Aquarium Advice Newbie
Joined
Jun 30, 2020
Messages
7
Hello! I have a 15 gallon externally filtered [canister] aquarium that had a school of glowlight tetras, otocinclus, blue rasboras and one betta. The tank has been going well for about 6 months until about a week ago when I added one last glowlight tetra to complete the school who didn't have any visible symptoms. Since then, the entire aquarium except my school of glowlight tetras has died, showing no visible symptoms of illness minus gasping (despite my aerator and surface disruption). I have no idea what could've caused this and what I could have done to avoid it, I have yet to see a single dead fish and all of my parameters are testing 0 (the aquarium is heavily planted, so the nitrates always test very low).

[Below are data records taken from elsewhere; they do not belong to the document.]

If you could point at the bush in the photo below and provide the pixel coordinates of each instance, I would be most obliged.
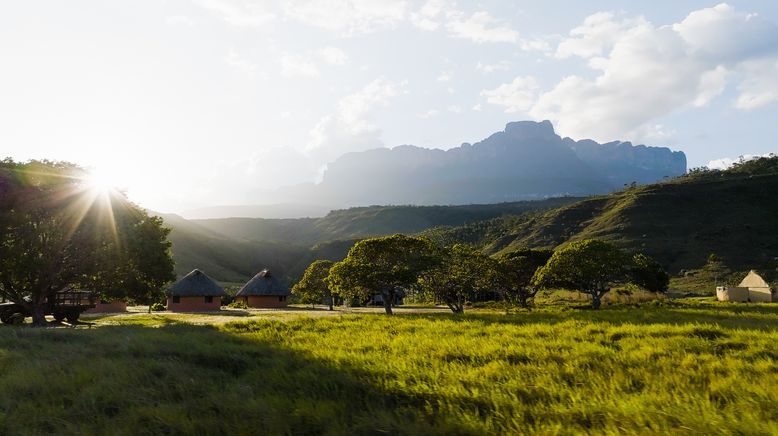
(238, 305)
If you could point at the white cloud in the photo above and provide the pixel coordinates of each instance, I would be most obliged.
(239, 62)
(760, 86)
(598, 33)
(647, 71)
(724, 34)
(726, 162)
(517, 96)
(349, 128)
(491, 68)
(541, 45)
(333, 55)
(479, 27)
(348, 17)
(294, 65)
(239, 12)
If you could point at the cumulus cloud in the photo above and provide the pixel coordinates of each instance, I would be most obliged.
(479, 27)
(491, 68)
(644, 71)
(349, 128)
(760, 86)
(517, 96)
(426, 18)
(240, 13)
(294, 65)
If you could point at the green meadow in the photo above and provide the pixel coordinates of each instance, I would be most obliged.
(689, 366)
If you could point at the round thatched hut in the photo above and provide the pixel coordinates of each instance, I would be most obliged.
(263, 291)
(196, 292)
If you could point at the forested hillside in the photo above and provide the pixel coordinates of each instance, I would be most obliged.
(232, 250)
(680, 222)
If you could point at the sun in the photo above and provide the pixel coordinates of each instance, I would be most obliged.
(101, 181)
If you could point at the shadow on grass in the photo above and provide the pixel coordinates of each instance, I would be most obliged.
(184, 379)
(749, 317)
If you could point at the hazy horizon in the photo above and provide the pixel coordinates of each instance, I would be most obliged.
(190, 104)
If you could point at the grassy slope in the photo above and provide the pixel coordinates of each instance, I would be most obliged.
(701, 368)
(361, 222)
(234, 249)
(225, 259)
(679, 222)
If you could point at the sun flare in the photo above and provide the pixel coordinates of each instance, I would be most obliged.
(100, 181)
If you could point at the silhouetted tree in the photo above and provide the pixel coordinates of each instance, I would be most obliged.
(312, 288)
(590, 266)
(458, 273)
(381, 265)
(56, 232)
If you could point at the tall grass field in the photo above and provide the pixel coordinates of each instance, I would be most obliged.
(689, 368)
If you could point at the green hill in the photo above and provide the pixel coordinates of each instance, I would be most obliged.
(361, 222)
(680, 222)
(232, 250)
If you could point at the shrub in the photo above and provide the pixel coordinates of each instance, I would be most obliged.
(238, 305)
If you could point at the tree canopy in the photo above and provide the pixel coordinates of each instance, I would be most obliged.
(458, 273)
(514, 272)
(312, 288)
(381, 266)
(589, 266)
(55, 232)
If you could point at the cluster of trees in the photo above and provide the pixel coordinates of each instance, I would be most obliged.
(57, 232)
(455, 274)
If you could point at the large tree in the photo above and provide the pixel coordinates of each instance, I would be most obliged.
(649, 274)
(589, 266)
(514, 272)
(312, 288)
(381, 266)
(458, 274)
(56, 231)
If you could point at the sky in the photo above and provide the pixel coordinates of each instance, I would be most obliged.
(192, 103)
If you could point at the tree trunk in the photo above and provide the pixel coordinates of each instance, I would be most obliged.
(596, 300)
(388, 297)
(39, 315)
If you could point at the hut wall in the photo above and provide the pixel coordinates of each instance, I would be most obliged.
(193, 304)
(265, 301)
(115, 306)
(732, 293)
(760, 295)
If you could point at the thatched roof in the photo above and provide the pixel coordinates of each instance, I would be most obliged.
(754, 280)
(196, 284)
(263, 283)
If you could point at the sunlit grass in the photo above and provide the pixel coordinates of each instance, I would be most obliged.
(666, 367)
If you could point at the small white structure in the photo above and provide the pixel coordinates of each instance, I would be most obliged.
(753, 288)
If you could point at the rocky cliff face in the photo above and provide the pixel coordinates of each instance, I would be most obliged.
(527, 160)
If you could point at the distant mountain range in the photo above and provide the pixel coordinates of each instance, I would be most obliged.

Could anyone guide me into knowing why I lost like 13 fish suddenly? Can the glowlight tetras be carrying an illness that effects other fish but not themselves? Thank you! I also read that an oil heater I recently added to my room couldve caused an issue, but my other two aquariums are completely fine and I couldn't find any more information on that, but I thought I'd throw it in.
 
Pictures and video of the fish?
Upload videos to YouTube, then copy & paste the link here.

Just clarifying, you added 1 new glolight tetra and a few days later the other fish in the tank started dying.
All the fish in the tank except the glolights have died.
The glolight tetras are gasping/ breathing heavily but show no other symptoms?

What symptoms (if any) did the other fish show?

Did you add anything else (besides the new glolight tetra) to the tank in the 2 weeks before this started?
Did you do a water change or clean the filter or do anything to the tank just before this started?
Did you have any visitors the day before this started (someone might have put something in the tank)?

Do you have buckets that are used specifically for the fish?
Do you have hoses/ gravel cleaner, etc, that are used specifically for the fish?

Do you use hand sanitiser, moisturising creams, perfumes, or anything else that might leave a residue on your skin?
Does anyone smoke, paint, or use any type of aerosol (perfume, hair spray, deodorant, etc) in the room?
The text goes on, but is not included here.